The mining newspaper for Alaska and Canada's North

Infrastructure tips scale for projects

Odds of developing northern jurisdiction's world-class mineral deposits improve dramatically with access to roads, ports and power

Location, location, location," the old adage goes, summing up the opportunities and challenges faced by the real estate industry. Well, "infrastructure, infrastructure, infrastructure," can offer the same insights into the problems of modern mining in remote jurisdictions like Yukon Territory.

The relative scarcity of roads, bridges, airports, power and other infrastructure in the Yukon is critical to the outlook for mining, and in many cases, the presence or lack of these important components can spell the difference between success and failure at a mine project, regardless of its mineral potential.

That's the lesson being learned by many companies that rushed to explore the Yukon for gold and other lucrative metals in recent years, only to discover that finding the minerals might not be the toughest nut to crack in bringing a mining venture to commercial production.

Roads to riches

The Yukon has few government-maintained roads, and most were developed in answer to the call of mining in bygone eras, dating back to the Gold Rush of the 1890s.

"That's how the West was developed, because of mining," Golden Predator Corp. Chairman William Sheriff told a gathering in Dawson City in August. "It's the natural progression of modern society."

Still, the Wellgreen Ni-Cu-PGM Project being developed by Prophecy Platinum Corp. in southwestern Yukon is located just 14 kilometers (9 miles) from the Alaska-Canada Highway but only recently has come into its own as a promising mining operation.

"If this was northern Ontario, we wouldn't be here. This project would have been mined out 50 years ago," Wellgreen's mine manager Rory Calhoun, P.Geo, told Mining News in August. "We haven't had the infrastructure in Yukon until recently. We have a road because the Al-Can highway was put in during World War II, but until recently, it was just barely drivable. 1985 was the first year they chip-sealed it."

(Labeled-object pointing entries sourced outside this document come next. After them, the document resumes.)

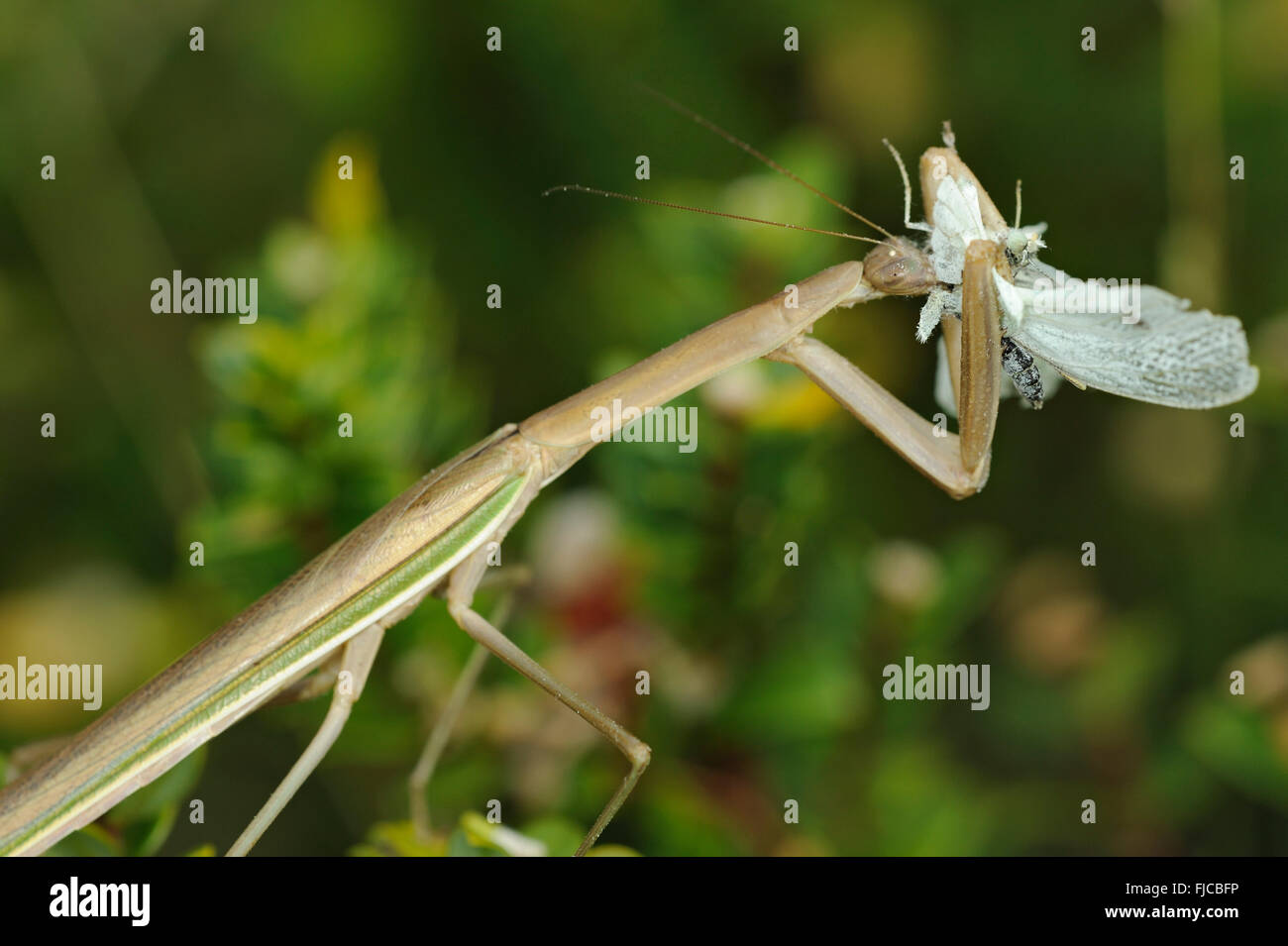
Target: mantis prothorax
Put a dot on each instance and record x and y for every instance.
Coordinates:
(434, 538)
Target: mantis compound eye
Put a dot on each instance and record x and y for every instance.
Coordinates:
(900, 267)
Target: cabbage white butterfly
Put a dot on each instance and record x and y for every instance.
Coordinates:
(1132, 340)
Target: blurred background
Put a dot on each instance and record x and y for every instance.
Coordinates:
(1108, 683)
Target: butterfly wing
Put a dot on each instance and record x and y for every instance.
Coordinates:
(1173, 356)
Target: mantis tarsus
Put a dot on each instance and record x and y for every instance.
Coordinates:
(434, 538)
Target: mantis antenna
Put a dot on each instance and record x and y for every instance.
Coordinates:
(595, 190)
(764, 158)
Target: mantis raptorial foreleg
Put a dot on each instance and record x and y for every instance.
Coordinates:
(359, 656)
(957, 464)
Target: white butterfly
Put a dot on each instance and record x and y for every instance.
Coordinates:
(1166, 354)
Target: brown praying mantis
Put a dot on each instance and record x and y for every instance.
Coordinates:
(322, 627)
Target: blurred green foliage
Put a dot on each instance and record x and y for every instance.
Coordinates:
(1108, 683)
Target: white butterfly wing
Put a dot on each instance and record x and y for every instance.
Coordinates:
(957, 223)
(1172, 356)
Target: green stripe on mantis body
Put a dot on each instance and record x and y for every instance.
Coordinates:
(198, 721)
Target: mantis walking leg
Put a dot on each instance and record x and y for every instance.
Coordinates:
(460, 594)
(417, 782)
(360, 654)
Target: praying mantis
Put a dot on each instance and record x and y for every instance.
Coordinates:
(322, 627)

Yukon currently has about 4,700 kilometers (2,914 miles) of all-weather roads in a year-round highway system that includes 129 bridges able to accommodate loads of up to 77,000 kilograms (169,756 pounds). Within this road system, only 250 kilometers (155 miles) are paved and another 1,900 kilometers (1,181 miles) are surfaced with bituminous surface treatment, a thin asphalt membrane. The remainder is gravel.

Every Yukon community, however, is connected to the highway system, except for Old Crow which is accessible only by air. This has created significant advantages for many mine projects, especially the three that have succeeded in achieving commercial production in recent years.

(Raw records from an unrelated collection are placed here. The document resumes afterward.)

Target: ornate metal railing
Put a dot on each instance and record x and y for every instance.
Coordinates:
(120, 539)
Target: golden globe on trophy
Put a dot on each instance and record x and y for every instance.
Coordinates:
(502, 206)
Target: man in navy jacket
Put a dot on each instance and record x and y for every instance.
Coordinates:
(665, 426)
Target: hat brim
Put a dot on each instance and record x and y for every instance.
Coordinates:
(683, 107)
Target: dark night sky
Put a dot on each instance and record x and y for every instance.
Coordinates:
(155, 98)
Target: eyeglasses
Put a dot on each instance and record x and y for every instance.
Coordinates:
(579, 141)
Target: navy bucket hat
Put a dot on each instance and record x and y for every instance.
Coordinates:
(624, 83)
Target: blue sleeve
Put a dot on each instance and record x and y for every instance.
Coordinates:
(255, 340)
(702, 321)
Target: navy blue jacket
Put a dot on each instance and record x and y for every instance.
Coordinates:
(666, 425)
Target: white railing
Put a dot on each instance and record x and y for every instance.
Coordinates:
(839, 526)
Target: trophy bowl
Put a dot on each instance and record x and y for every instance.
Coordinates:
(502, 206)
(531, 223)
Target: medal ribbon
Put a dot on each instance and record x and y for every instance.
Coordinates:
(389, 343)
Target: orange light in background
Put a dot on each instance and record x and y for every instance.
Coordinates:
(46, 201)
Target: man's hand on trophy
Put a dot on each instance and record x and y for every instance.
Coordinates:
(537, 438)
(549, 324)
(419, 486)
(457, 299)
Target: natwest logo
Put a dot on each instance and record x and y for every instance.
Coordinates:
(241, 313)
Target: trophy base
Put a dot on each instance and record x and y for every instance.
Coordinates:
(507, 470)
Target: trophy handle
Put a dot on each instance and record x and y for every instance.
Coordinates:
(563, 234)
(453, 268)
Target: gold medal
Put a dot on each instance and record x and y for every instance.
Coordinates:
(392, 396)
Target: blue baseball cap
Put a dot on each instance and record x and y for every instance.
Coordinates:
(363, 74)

Alexco Resource Corp.'s Bellekeno Mine, for example, is located on the road system about 50 kilometers north of Mayo.

The Minto Mine, located 240 kilometers (149 miles) northwest of Whitehorse, is serviced via the Klondike Highway to Minto landing and a 29-kilometer (19 miles) all-weather gravel road to the mine. The Yukon River must be crossed at Minto Landing and in the summer months, a barge is used to ferry men and materials across the river. In winter, an ice bridge is built and maintained. Road access to the mine is interrupted each spring and fall for up to 8 weeks during break-up and freeze-up of the river.

The Wolverine Mine is located in southeast Yukon 190 kilometers (118 miles) by road north of Watson Lake via a 26-kilometer (16 miles) access road that connects to the Robert Campbell Highway.

Access to Yukon's road system greatly increases the likelihood of a mine project being developed and the chances of it happening sooner rather than later.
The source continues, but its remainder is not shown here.